Regina, Divided Lives // ©Heather Shuker

Photographer

Heather Shuker

The Story behind the Portrait

In 2016 just after the UK voted to leave the EU, I travelled to Lithuania with the photography collective MAP6. We were drawn to Lithuania as it is the newest addition to the EU and also the geographical centre of Europe.

As a photographer, my work is about people so I naturally wanted to make a documentary/portrait series. My research in the UK led to a story covering villages in the region of Dieveniškės and Salcininkai that have been split by a border fence. The area is almost an enclave within Lithuania, surrounded by Belarus on three sides. When Lithuania and Belarus both declared independence from the Soviet Union, the former internal administrative line became an international border, yet it was still possible for neighbours to meet with few restrictions. However, when Lithuania joined the EU in 2004 and was subject to the Schengen agreement, this border was strictly enforced and a fence built.

The project Divided Lives tells stories of lost connections and families and friends now separated by the enforced border. For contacting people and translating support, I was helped by a school teacher from the nearest town who knew people in the village and spoke Russian. On the day of this portrait, Regina and I were having coffee. She was looking at old photographs of friends, and telling stories; the light was wonderful, so I quickly captured this moment. The photograph seems almost a painting; almost timeless, yet firmly anchored to the present with the detail of the TV remote.

Regina said to me, “The border fence was the end of everything, we have been cut off from our friends and from tending family graves.” The road through the village literally ends there, to begin again on another side of the fence in Belarus.

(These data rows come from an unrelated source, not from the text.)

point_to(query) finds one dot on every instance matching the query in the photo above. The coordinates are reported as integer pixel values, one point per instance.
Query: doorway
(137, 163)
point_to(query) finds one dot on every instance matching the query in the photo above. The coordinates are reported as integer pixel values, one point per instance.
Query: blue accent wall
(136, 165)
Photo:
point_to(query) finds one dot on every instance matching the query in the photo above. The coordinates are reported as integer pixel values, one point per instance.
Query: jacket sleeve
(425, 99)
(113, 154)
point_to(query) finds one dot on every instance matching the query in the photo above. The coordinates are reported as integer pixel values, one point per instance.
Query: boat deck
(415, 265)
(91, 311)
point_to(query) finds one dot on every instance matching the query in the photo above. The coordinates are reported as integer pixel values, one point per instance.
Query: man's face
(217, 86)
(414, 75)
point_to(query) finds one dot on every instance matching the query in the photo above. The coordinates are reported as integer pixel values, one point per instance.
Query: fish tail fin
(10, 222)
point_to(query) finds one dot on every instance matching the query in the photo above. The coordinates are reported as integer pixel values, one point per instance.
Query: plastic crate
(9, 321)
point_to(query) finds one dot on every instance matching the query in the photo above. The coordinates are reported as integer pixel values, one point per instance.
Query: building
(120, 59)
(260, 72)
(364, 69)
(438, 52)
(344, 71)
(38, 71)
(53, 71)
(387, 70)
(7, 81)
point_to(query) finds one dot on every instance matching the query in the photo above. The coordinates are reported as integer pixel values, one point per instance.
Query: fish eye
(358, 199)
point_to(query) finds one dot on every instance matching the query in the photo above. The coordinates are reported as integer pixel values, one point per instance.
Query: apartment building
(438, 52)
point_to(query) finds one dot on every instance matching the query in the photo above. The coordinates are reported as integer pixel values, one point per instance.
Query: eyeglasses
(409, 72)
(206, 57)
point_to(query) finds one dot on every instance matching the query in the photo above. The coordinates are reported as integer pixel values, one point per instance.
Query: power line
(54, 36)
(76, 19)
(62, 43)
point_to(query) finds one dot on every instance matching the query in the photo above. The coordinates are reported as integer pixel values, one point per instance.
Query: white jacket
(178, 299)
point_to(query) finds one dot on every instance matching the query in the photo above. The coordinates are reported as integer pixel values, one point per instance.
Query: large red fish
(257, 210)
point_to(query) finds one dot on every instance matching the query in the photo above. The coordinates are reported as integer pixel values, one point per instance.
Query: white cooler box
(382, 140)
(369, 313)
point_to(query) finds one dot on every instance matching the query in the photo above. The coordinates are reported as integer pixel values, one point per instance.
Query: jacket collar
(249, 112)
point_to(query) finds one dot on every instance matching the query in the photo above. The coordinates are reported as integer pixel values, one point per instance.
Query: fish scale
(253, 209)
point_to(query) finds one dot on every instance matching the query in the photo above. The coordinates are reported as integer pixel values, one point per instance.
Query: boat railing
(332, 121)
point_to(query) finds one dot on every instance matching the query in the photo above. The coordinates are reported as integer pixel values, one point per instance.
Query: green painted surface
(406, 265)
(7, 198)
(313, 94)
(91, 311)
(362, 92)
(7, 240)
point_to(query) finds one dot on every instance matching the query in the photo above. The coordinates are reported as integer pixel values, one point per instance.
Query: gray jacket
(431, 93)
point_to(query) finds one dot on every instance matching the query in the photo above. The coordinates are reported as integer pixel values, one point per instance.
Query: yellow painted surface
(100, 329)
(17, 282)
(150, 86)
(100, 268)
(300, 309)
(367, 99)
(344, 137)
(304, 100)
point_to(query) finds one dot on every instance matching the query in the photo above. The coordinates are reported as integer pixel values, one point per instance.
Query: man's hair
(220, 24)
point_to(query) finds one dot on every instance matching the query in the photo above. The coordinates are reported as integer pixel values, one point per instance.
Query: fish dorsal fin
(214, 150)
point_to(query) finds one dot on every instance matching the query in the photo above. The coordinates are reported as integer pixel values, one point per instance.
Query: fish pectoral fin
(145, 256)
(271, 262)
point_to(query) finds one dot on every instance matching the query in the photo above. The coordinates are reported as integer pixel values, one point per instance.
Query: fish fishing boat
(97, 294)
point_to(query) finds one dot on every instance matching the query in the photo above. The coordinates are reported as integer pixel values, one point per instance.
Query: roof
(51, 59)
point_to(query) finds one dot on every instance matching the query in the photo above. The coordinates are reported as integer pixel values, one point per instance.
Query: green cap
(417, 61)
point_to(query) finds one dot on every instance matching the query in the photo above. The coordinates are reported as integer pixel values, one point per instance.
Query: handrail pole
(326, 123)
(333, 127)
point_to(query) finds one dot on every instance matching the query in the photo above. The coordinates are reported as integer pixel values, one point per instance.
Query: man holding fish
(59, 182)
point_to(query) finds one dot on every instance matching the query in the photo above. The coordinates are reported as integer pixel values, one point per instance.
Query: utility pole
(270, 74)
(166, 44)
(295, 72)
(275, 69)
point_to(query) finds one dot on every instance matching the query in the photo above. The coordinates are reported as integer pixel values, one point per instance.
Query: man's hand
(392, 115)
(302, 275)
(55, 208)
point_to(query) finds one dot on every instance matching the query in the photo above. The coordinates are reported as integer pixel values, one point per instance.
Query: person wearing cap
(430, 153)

As a portrait photographer, I am interested in moments when people let down their guard and show themselves as they truly are. I feel that this quiet moment with Regina reflected deeply on the situation their lives were now in, this new division in their daily lives. To cross into Belarus, the round trip takes over five hours and a visa is required, which makes it practically impossible. Regina reflected on this as she sat with me that morning, sharing from her life, “We are on the road to nowhere.”

 

 

 

“The border fence was the end of everything, we have been cut off from our friends and from tending family graves.”

Bio

Heather Shuker is a London-based portrait and documentary photographer with ongoing work in and connections to Sierra Leone.Her practice is about people and their stories. She is a firm believer of making images with beauty and realism using the interplay of light, space and emotion. Her approach is that of an observer, exploring and revealing details, intimate moments and gestures to create images with beauty and realism.

Heather studied photography at the University of Brighton and Central Saint Martins College of Art, and has an MA in photography. Her work has been exhibited and published both in the UK and internationally. In 2018 she was a British Journal of Photography Portrait of Britain winner.

She is a founding member of the MAP6 Collective, which creates collective, photographic impressions of different places through their landscape and people.